IBM’s Model in East Bloc Is Hungary’s Operation


IBM Hungary is the giant computer company’s window on the East.

The subsidiary was one of the few Western companies to weather more than four decades of communism in Hungary. Now it is serving as IBM’s model for expansion in the rest of Eastern Europe.

Perhaps the reason communist authorities allowed a little bit of capitalism to survive all those years is that it filled a vital need: It serviced IBM machines that were used to perform the census and other record-keeping, said Eugen K. Hahn, managing director of Eastern European operations for International Business Machines Corp.

“We took care of the equipment, so we protected the investment the government made,” he said in an interview at IBM’s modernistic headquarters building in a residential neighborhood.

IBM Hungary employs nearly 100 people, all Hungarians, to sell and service the company’s products.


Zsuzsa Branyik, who resigned as general manager of IBM Hungary in April after about 20 years, recalled how the subsidiary managed to survive during the communist years even though it was limited largely to servicing equipment, not selling new machines.

At one point in the 1960s, even the service operation was shut down and the engineers transferred to the state. But in the early 1970s, the company was given back its employees and began to flourish.

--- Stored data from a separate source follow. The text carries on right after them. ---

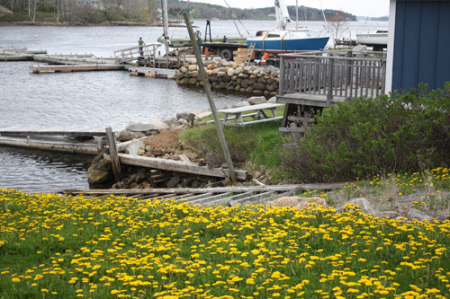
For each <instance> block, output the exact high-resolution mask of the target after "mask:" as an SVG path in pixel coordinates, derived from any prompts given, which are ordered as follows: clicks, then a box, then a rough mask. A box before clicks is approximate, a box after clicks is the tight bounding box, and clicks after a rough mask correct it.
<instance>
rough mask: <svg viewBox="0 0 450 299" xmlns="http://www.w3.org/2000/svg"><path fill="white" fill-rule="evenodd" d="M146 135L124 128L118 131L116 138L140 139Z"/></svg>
mask: <svg viewBox="0 0 450 299" xmlns="http://www.w3.org/2000/svg"><path fill="white" fill-rule="evenodd" d="M144 136H145V134H144V133H141V132H132V131H128V130H122V131H120V132H118V133H116V139H117V141H119V142H125V141H130V140H133V139H139V138H142V137H144Z"/></svg>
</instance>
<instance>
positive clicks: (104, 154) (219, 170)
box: [104, 154, 248, 181]
mask: <svg viewBox="0 0 450 299" xmlns="http://www.w3.org/2000/svg"><path fill="white" fill-rule="evenodd" d="M104 157H105V159H107V160H110V157H109V155H107V154H104ZM119 160H120V163H123V164H127V165H134V166H141V167H149V168H156V169H161V170H167V171H176V172H183V173H192V174H198V175H205V176H212V177H219V178H226V177H228V176H229V170H228V169H223V168H213V169H209V168H208V167H206V166H198V165H197V164H195V163H185V162H182V161H175V160H167V159H157V158H150V157H143V156H134V155H127V154H119ZM236 176H237V177H238V179H240V180H242V181H245V180H247V178H248V171H246V170H237V171H236Z"/></svg>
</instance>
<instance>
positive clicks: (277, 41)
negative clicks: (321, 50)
mask: <svg viewBox="0 0 450 299" xmlns="http://www.w3.org/2000/svg"><path fill="white" fill-rule="evenodd" d="M328 40H329V37H316V38H315V37H308V38H300V39H283V40H282V39H264V38H261V37H256V38H248V39H247V45H248V46H249V47H250V45H251V44H253V43H254V44H255V50H259V51H265V52H293V51H318V50H322V49H324V48H325V46H326V45H327V43H328Z"/></svg>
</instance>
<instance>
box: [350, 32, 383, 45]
mask: <svg viewBox="0 0 450 299" xmlns="http://www.w3.org/2000/svg"><path fill="white" fill-rule="evenodd" d="M356 42H357V43H358V44H361V45H366V46H369V47H383V46H384V47H386V46H387V44H388V31H387V29H377V31H376V32H374V33H359V34H356Z"/></svg>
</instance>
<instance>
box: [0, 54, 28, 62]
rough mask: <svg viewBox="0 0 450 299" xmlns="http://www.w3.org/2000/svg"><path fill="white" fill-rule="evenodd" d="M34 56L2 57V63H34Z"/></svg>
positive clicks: (0, 60)
mask: <svg viewBox="0 0 450 299" xmlns="http://www.w3.org/2000/svg"><path fill="white" fill-rule="evenodd" d="M32 60H33V56H32V55H11V56H10V55H1V56H0V61H32Z"/></svg>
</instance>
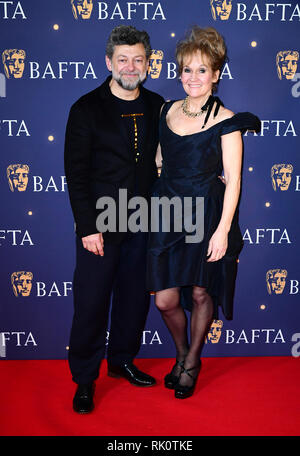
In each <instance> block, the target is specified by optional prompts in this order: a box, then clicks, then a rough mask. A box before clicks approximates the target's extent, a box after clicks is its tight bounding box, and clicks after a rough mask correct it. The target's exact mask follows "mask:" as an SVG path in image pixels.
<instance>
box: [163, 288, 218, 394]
mask: <svg viewBox="0 0 300 456" xmlns="http://www.w3.org/2000/svg"><path fill="white" fill-rule="evenodd" d="M155 304H156V306H157V308H158V309H159V310H160V312H161V315H162V318H163V320H164V322H165V324H166V326H167V328H168V329H169V331H170V333H171V336H172V338H173V340H174V343H175V347H176V359H177V361H184V367H185V368H186V369H191V368H193V367H197V366H199V363H200V356H201V351H202V348H203V344H204V340H205V336H206V334H207V331H208V330H209V327H210V325H211V322H212V317H213V302H212V299H211V297H210V295H209V294H208V293H207V292H206V289H205V288H202V287H198V286H194V287H193V308H192V312H191V337H190V344H189V342H188V336H187V317H186V314H185V311H184V310H183V308H182V307H181V306H180V288H179V287H176V288H168V289H166V290H161V291H157V292H156V297H155ZM180 371H181V367H180V365H175V366H174V367H173V370H172V373H173V374H174V375H177V376H178V375H179V374H180ZM198 371H199V368H196V369H193V370H191V371H190V374H191V375H192V376H193V377H196V375H197V373H198ZM179 383H180V384H181V385H187V386H190V385H192V383H193V380H192V379H191V378H190V377H189V375H187V374H185V373H184V372H183V373H182V374H181V376H180V381H179Z"/></svg>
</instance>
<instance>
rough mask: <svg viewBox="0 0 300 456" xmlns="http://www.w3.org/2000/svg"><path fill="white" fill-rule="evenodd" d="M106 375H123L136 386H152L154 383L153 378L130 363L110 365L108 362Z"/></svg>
mask: <svg viewBox="0 0 300 456" xmlns="http://www.w3.org/2000/svg"><path fill="white" fill-rule="evenodd" d="M107 375H108V376H109V377H115V378H119V377H124V378H126V379H127V380H128V381H129V382H130V383H132V384H133V385H136V386H153V385H155V384H156V381H155V378H153V377H151V375H148V374H145V373H144V372H142V371H140V370H139V369H138V368H137V367H136V366H135V365H134V364H132V363H125V364H122V365H121V366H112V365H111V364H108V371H107Z"/></svg>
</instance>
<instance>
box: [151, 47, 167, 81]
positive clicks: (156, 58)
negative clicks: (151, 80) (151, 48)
mask: <svg viewBox="0 0 300 456" xmlns="http://www.w3.org/2000/svg"><path fill="white" fill-rule="evenodd" d="M163 58H164V53H163V51H161V50H157V49H152V54H151V56H150V59H149V68H148V74H150V76H151V78H152V79H158V78H159V76H160V72H161V69H162V62H163Z"/></svg>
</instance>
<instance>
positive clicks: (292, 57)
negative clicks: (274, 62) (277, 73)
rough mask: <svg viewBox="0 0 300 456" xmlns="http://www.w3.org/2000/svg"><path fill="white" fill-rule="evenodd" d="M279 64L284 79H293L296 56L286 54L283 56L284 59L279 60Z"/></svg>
mask: <svg viewBox="0 0 300 456" xmlns="http://www.w3.org/2000/svg"><path fill="white" fill-rule="evenodd" d="M279 66H280V68H281V71H282V76H284V77H285V78H286V79H293V77H294V76H295V73H296V71H297V58H296V57H295V55H292V54H287V55H285V56H284V59H282V60H281V61H280V62H279Z"/></svg>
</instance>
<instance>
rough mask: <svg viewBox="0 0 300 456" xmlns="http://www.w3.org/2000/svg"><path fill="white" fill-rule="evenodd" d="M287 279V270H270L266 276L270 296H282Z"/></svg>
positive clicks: (279, 269) (268, 290)
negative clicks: (276, 295)
mask: <svg viewBox="0 0 300 456" xmlns="http://www.w3.org/2000/svg"><path fill="white" fill-rule="evenodd" d="M286 278H287V270H286V269H269V271H267V274H266V280H267V289H268V293H269V294H273V293H275V294H282V292H283V290H284V287H285V284H286Z"/></svg>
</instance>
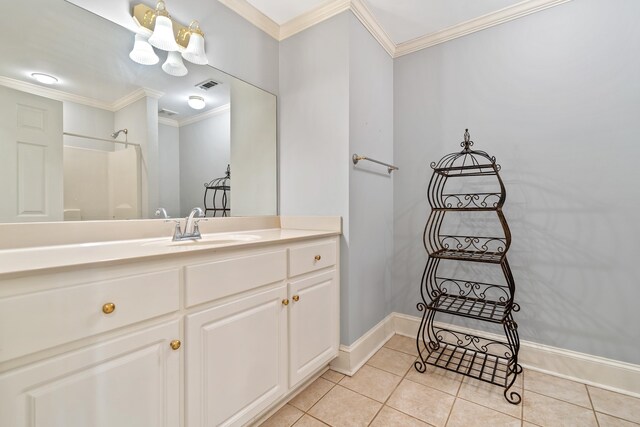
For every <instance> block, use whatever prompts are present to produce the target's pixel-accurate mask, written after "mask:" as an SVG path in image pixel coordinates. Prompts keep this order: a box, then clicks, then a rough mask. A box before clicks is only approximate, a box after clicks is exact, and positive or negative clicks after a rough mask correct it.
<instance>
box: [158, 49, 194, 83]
mask: <svg viewBox="0 0 640 427" xmlns="http://www.w3.org/2000/svg"><path fill="white" fill-rule="evenodd" d="M162 69H163V70H164V72H165V73H167V74H170V75H172V76H176V77H182V76H186V75H187V73H188V70H187V67H185V66H184V63H183V62H182V57H181V56H180V53H179V52H169V53H168V55H167V60H166V61H165V63H164V64H162Z"/></svg>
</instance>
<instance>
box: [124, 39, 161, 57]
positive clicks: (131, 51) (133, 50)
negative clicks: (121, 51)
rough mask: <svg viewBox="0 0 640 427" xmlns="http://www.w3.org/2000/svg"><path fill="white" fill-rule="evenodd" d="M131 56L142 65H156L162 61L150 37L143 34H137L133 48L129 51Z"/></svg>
mask: <svg viewBox="0 0 640 427" xmlns="http://www.w3.org/2000/svg"><path fill="white" fill-rule="evenodd" d="M129 58H131V60H132V61H134V62H137V63H138V64H142V65H154V64H157V63H158V61H160V58H158V55H156V52H155V51H154V50H153V47H152V46H151V45H150V44H149V41H148V39H147V38H146V37H145V36H143V35H142V34H136V40H135V42H134V43H133V50H132V51H131V53H129Z"/></svg>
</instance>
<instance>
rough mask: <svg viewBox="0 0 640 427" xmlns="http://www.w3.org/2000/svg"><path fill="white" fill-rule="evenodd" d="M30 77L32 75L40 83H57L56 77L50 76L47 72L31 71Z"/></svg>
mask: <svg viewBox="0 0 640 427" xmlns="http://www.w3.org/2000/svg"><path fill="white" fill-rule="evenodd" d="M31 77H33V78H34V79H36V80H37V81H39V82H40V83H44V84H46V85H52V84H55V83H58V79H57V78H56V77H53V76H50V75H49V74H44V73H31Z"/></svg>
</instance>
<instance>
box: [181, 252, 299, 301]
mask: <svg viewBox="0 0 640 427" xmlns="http://www.w3.org/2000/svg"><path fill="white" fill-rule="evenodd" d="M286 277H287V256H286V251H285V250H284V249H282V250H278V251H272V252H266V253H259V254H252V255H243V256H239V257H237V258H228V259H223V260H220V261H215V262H209V263H205V264H197V265H190V266H187V267H185V289H186V292H185V293H186V295H185V300H186V305H187V307H191V306H194V305H197V304H202V303H203V302H207V301H213V300H216V299H218V298H223V297H226V296H229V295H234V294H238V293H240V292H244V291H248V290H250V289H253V288H257V287H259V286H262V285H268V284H270V283H275V282H278V281H280V280H284V279H285V278H286Z"/></svg>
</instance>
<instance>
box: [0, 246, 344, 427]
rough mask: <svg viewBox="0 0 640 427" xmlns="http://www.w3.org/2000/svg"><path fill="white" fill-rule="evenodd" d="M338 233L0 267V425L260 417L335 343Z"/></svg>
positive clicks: (153, 420) (152, 424) (49, 424)
mask: <svg viewBox="0 0 640 427" xmlns="http://www.w3.org/2000/svg"><path fill="white" fill-rule="evenodd" d="M337 259H338V239H337V237H336V236H335V234H334V235H330V236H329V237H326V235H325V236H323V237H319V238H307V239H297V240H294V241H291V242H280V241H276V242H274V243H272V244H263V245H255V246H247V247H240V246H238V247H232V248H227V249H219V250H212V251H194V252H193V253H189V252H187V253H179V254H178V255H177V256H167V257H162V258H153V257H151V258H146V259H140V260H134V261H128V262H122V263H112V264H100V265H94V266H85V267H81V266H79V267H77V268H76V267H65V268H63V269H57V270H56V269H53V270H47V271H45V272H37V271H34V272H24V273H21V274H17V275H7V274H5V275H0V414H1V415H0V425H1V426H4V425H7V426H12V427H14V426H15V427H26V426H30V427H86V426H92V427H102V426H104V427H107V426H109V427H111V426H119V427H129V426H131V427H139V426H154V427H155V426H161V427H174V426H183V427H205V426H206V427H209V426H243V425H247V424H248V423H252V422H254V421H255V420H256V419H257V417H259V416H261V414H264V413H265V412H266V411H268V410H269V409H270V408H272V407H273V406H274V405H275V404H277V403H278V402H281V401H282V400H283V399H284V398H285V397H286V396H287V395H288V394H289V393H291V392H292V391H293V390H294V389H295V388H296V387H298V386H300V385H301V384H303V382H304V381H305V380H307V379H309V378H310V377H312V376H313V375H314V374H317V373H318V372H319V371H320V369H322V368H323V367H325V366H326V365H327V364H328V362H329V361H330V360H331V359H333V358H334V357H336V356H337V354H338V344H339V329H338V323H339V286H338V283H339V279H338V277H339V276H338V266H337Z"/></svg>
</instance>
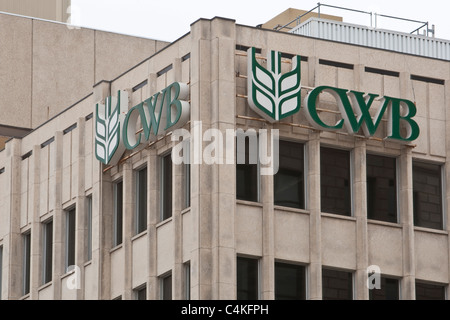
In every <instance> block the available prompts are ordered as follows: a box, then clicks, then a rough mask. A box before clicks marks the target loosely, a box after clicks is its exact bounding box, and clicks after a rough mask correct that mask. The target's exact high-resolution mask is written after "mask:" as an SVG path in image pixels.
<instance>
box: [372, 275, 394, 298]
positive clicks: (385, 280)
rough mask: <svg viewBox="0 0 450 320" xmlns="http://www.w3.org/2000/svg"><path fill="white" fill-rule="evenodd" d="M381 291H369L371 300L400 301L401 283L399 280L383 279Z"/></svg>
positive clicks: (382, 279)
mask: <svg viewBox="0 0 450 320" xmlns="http://www.w3.org/2000/svg"><path fill="white" fill-rule="evenodd" d="M380 280H381V284H380V285H381V286H380V289H372V290H369V300H399V299H400V283H399V281H398V280H397V279H390V278H385V277H381V279H380Z"/></svg>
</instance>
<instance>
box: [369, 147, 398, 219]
mask: <svg viewBox="0 0 450 320" xmlns="http://www.w3.org/2000/svg"><path fill="white" fill-rule="evenodd" d="M396 176H397V173H396V159H395V158H388V157H382V156H375V155H367V217H368V218H369V219H373V220H380V221H386V222H397V178H396Z"/></svg>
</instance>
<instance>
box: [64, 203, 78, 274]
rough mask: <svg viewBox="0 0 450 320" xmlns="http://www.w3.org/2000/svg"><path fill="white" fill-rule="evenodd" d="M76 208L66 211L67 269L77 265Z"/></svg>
mask: <svg viewBox="0 0 450 320" xmlns="http://www.w3.org/2000/svg"><path fill="white" fill-rule="evenodd" d="M75 217H76V216H75V208H73V209H70V210H69V211H67V212H66V271H68V268H69V267H70V266H74V265H75Z"/></svg>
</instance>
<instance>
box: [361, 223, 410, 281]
mask: <svg viewBox="0 0 450 320" xmlns="http://www.w3.org/2000/svg"><path fill="white" fill-rule="evenodd" d="M367 233H368V249H369V265H377V266H379V267H380V268H381V272H382V273H383V274H385V275H392V276H401V275H402V273H403V264H402V261H403V256H402V252H403V251H402V229H401V228H396V227H390V226H384V225H378V224H372V223H369V224H368V226H367Z"/></svg>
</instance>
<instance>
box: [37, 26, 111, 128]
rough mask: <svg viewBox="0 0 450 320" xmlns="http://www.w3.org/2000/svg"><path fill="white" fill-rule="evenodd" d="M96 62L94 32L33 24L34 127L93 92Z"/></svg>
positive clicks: (48, 118) (61, 27) (110, 49)
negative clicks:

“It would be wonderful for me to work today--so many things are much, much easier,” said Branyik, the only female head of a country organization IBM has ever had.

IBM has sales and service representatives throughout the former East bloc, but it wants to establish a greater presence in these nations along the lines of IBM Hungary, Hahn said.

To increase its presence, IBM has donated computers to universities in several Eastern European nations as part of what it calls its academic initiative. In exchange, the universities are expected to develop software and ties to local industry.

IBM also plans to tie these universities together in a computer network, and then link that network to the West--one of the first such computer connections in the former East bloc, Hahn said.